Para além de artista plástico, também dá aulas numa escola internacional em Cascais durante todo o dia. A meio da tarde, e nas semanas em que não está com os filhos, dedica-se ao desenho, à pintura e à gestão dos projectos que tem pendentes. Durante toda a nossa conversa, nunca percebi quando é que o Pedro dorme: o seu empenho e espírito crítico são invejáveis e os trabalhos são reflexo disso.



Por exemplo, enquanto eu preparava a câmara para filmar, disse-me que ainda não tinha tido tempo de fazer o desenho de natal para colocar no seu facebook, que ia levar os filhos ao jogo do Benfica naquela noite e ainda não tinha comprado os bilhetes, que ia receber um amigo com o respectivo filho dali a umas horas e ainda não lhe tinha avisado que ia sair e que tinha que marcar uma consulta de pediatria. No mesmo tempo em que eu preparei a câmara para filmar e ajustava a luz, o Pedro fez tudo isto. Eu pensei que talvez me tenha cruzado com uma das pessoas mais rápidas e eficazes de sempre.



O seu atelier tem este ritmo: parece que num dia está de uma forma, noutro dia está absolutamente diferente. As cadeiras não têm um lugar fixo, tudo é fluido e os desenhos que não estão concluídos são bons exemplos desta fluidez. Quando lhe perguntei se o seu trabalho só podia ser feito naquele espaço, o Pedro respondeu-me que não, porque o espaço de trabalho era duplo: se por um lado era o do atelier, do género covil, por outro ele é um homem cosmopolita e os personagens que traz para dentro do seu atelier são os clichés do quotidiano. Mas aquele espaço influenciava muito o seu método de trabalho e isso, por sua vez, influenciava aquilo que fazia.

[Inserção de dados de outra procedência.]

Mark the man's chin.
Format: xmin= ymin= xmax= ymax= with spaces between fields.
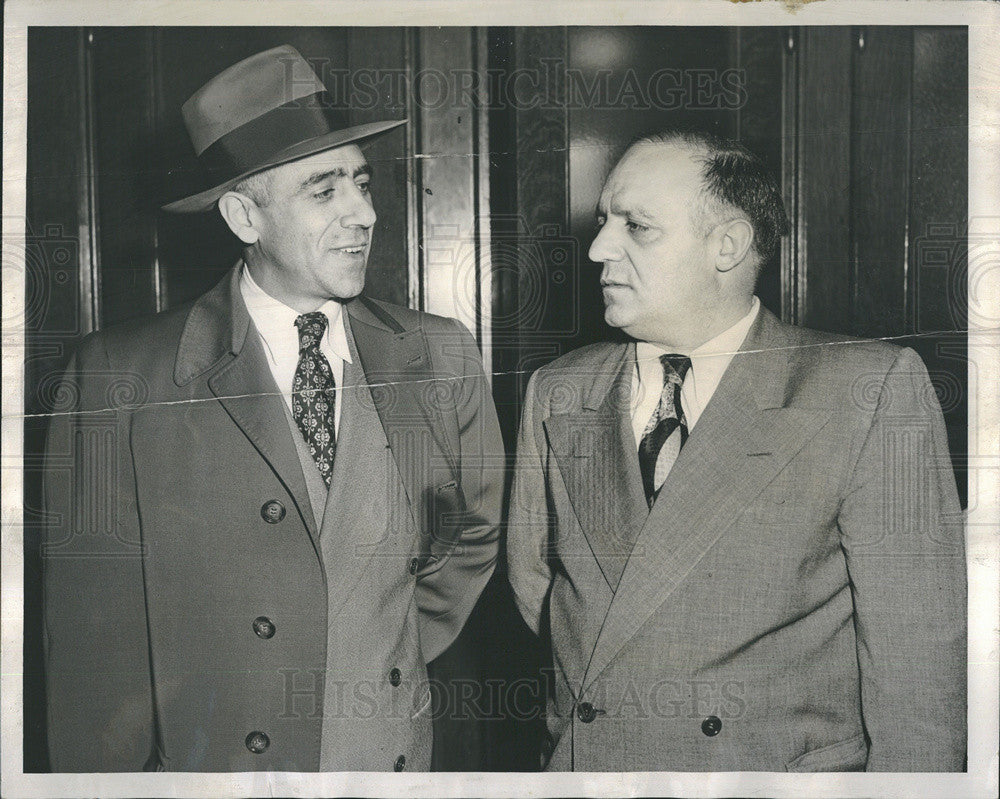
xmin=329 ymin=273 xmax=367 ymax=302
xmin=603 ymin=304 xmax=630 ymax=331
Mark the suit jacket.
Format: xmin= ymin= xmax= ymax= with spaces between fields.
xmin=42 ymin=266 xmax=504 ymax=771
xmin=507 ymin=306 xmax=966 ymax=772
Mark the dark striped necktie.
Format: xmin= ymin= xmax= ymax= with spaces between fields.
xmin=637 ymin=353 xmax=691 ymax=507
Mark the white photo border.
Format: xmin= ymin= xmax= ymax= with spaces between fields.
xmin=3 ymin=2 xmax=997 ymax=797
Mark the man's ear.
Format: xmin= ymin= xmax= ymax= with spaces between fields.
xmin=217 ymin=192 xmax=260 ymax=245
xmin=714 ymin=218 xmax=755 ymax=273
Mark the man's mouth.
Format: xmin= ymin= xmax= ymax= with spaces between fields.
xmin=334 ymin=243 xmax=367 ymax=255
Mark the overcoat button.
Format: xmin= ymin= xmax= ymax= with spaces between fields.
xmin=252 ymin=616 xmax=276 ymax=639
xmin=701 ymin=716 xmax=722 ymax=736
xmin=394 ymin=754 xmax=406 ymax=771
xmin=245 ymin=731 xmax=270 ymax=753
xmin=261 ymin=500 xmax=286 ymax=523
xmin=408 ymin=558 xmax=419 ymax=575
xmin=389 ymin=667 xmax=402 ymax=686
xmin=577 ymin=702 xmax=597 ymax=723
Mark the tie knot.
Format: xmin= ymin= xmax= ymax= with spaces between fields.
xmin=660 ymin=353 xmax=691 ymax=384
xmin=294 ymin=312 xmax=328 ymax=352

O Pedro só pára de falar quando interrompemos e raramente perde a linha de raciocínio. Utiliza os seus desenhos como exemplo para tudo e uma das questões que se coloca é a de desenhar poucas mulheres. Tem alguns problemas com isso, porque aquilo que absorve delas não são os clichés que capta rapidamente noutras pessoas, mas a sensibilidade e delicadeza. Confessa que talvez possa ser um preconceito, que as mulheres também têm os seus clichés, mas só as utiliza quando pretende formas sinuosas nos seus trabalhos.



A atmosfera do seu atelier não é claustrofóbica, apesar de ser numa garagem. Parece que cada parede se desdobra para dentro dos desenhos expostos e o atelier continua para esses espaços. A sensação é a mesma que tive quando vi uma exposição sua há uns dois anos. Quando se está no seu atelier não se espera ser sugado para dentro dos desenhos grotescos, mas aquilo que é mais impressionante é a sensação de espelho. Todos eles vinham ter comigo e olhavam para mim de uma forma intimidante, como se eu não pudesse ignorar que fazia também parte daquele cenário. Não é assustador, mas a minha capacidade de abstracção funcionou mal. 

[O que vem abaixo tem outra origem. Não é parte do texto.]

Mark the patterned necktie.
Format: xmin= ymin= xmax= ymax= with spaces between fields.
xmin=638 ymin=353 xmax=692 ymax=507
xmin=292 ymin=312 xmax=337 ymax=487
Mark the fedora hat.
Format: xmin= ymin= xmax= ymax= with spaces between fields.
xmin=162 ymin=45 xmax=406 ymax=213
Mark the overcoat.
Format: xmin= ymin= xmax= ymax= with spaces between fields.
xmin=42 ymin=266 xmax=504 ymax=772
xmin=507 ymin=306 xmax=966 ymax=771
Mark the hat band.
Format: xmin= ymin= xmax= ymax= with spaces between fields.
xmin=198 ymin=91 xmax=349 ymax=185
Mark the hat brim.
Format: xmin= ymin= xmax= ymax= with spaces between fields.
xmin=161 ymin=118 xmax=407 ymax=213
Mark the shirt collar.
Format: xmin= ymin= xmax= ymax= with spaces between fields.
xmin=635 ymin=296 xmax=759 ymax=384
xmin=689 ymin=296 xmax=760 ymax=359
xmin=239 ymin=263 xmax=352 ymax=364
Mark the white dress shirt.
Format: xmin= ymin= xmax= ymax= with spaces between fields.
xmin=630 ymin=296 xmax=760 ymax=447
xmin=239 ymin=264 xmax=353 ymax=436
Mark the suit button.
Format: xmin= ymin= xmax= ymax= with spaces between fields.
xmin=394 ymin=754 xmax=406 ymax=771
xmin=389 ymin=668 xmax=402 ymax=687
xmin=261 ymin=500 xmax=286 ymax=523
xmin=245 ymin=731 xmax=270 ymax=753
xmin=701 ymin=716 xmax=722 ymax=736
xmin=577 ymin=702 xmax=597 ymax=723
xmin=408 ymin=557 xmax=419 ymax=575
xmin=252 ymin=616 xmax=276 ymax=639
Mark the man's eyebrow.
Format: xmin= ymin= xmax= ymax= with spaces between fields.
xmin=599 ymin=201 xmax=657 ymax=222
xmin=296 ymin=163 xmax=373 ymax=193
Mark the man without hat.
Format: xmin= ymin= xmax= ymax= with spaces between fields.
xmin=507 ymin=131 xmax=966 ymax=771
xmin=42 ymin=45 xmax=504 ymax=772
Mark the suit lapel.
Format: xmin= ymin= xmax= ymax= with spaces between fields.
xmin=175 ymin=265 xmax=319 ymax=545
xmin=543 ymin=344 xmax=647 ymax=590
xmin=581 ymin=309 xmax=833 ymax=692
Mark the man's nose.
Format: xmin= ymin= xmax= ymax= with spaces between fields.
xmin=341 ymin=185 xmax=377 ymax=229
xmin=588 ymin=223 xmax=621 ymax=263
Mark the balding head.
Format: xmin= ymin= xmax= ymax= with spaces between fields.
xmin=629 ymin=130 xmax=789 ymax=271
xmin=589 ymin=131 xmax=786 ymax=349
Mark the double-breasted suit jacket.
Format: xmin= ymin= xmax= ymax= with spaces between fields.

Sempre utilizou a perspectiva, desde que se lembra de desenhar em criança; quando chegou às Belas-Artes e aprendeu a desenhá-las com dois e três pontos de fuga, descobriu aquilo que andava à procura. A forma como fala da perspectiva é muito bonita e passa a sensação de que pôde finalmente fazer-nos ver o mundo que só está dentro da sua cabeça.
Mas não foram só as Belas-Artes que lhe moldaram o trabalho: antes disso frequentou a Escola Superior de Teatro e Cinema, no curso de Cenografia e Figurinos. A relação é clara.

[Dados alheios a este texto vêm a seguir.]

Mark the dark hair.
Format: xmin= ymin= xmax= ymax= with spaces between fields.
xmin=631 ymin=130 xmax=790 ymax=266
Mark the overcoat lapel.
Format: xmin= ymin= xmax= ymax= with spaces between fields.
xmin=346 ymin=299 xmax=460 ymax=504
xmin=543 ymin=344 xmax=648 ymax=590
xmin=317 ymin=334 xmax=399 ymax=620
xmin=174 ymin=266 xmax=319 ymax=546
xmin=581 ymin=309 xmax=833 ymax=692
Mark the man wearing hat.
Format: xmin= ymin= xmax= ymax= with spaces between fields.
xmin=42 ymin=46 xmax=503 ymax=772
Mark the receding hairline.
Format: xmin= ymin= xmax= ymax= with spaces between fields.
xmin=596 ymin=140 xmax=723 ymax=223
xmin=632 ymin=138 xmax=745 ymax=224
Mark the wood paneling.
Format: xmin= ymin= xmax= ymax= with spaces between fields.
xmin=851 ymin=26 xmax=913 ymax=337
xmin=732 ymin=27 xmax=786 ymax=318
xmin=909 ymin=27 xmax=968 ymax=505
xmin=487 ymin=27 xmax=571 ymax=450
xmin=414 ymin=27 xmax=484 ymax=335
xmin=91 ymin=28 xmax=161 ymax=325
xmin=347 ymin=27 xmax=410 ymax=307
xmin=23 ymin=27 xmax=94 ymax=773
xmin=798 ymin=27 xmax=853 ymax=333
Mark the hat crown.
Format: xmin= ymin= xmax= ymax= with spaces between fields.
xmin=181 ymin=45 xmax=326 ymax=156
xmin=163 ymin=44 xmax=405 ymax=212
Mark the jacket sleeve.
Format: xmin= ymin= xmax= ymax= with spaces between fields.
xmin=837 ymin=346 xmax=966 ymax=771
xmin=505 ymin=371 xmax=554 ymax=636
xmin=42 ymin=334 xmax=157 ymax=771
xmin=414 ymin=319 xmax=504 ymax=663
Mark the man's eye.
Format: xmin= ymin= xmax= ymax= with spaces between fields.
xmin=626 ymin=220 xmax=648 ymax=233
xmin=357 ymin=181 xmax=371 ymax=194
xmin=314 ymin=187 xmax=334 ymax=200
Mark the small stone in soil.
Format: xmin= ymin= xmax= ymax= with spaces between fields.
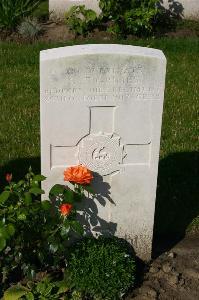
xmin=138 ymin=286 xmax=157 ymax=298
xmin=162 ymin=262 xmax=173 ymax=273
xmin=167 ymin=273 xmax=179 ymax=286
xmin=168 ymin=252 xmax=176 ymax=258
xmin=178 ymin=277 xmax=185 ymax=286
xmin=183 ymin=268 xmax=199 ymax=280
xmin=149 ymin=266 xmax=159 ymax=273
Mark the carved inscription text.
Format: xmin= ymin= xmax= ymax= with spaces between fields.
xmin=42 ymin=60 xmax=162 ymax=103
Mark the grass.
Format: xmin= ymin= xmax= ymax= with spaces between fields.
xmin=176 ymin=19 xmax=199 ymax=35
xmin=0 ymin=37 xmax=198 ymax=237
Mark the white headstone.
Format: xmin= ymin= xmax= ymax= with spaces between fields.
xmin=49 ymin=0 xmax=100 ymax=19
xmin=40 ymin=44 xmax=166 ymax=260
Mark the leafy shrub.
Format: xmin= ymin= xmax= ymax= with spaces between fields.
xmin=0 ymin=0 xmax=41 ymax=30
xmin=65 ymin=0 xmax=159 ymax=36
xmin=99 ymin=0 xmax=159 ymax=36
xmin=0 ymin=166 xmax=94 ymax=293
xmin=66 ymin=237 xmax=136 ymax=299
xmin=65 ymin=5 xmax=99 ymax=36
xmin=4 ymin=274 xmax=69 ymax=300
xmin=18 ymin=18 xmax=42 ymax=39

Para ouvir o Pedro falar, 

Sem dúvida que o espaço de trabalho do Pedro é motivador. Os trabalhos são definitivamente daquela pessoa. Como diz a determinada altura, 'o meu trabalho só poderia ser feito por mim. As características de cada pessoa estão plasmadas directamente em cada quadro: só não vê quem se recusa'. A sua boa disposição, crítica social certeira e a extroversão transformam qualquer conversa num momento bem passado.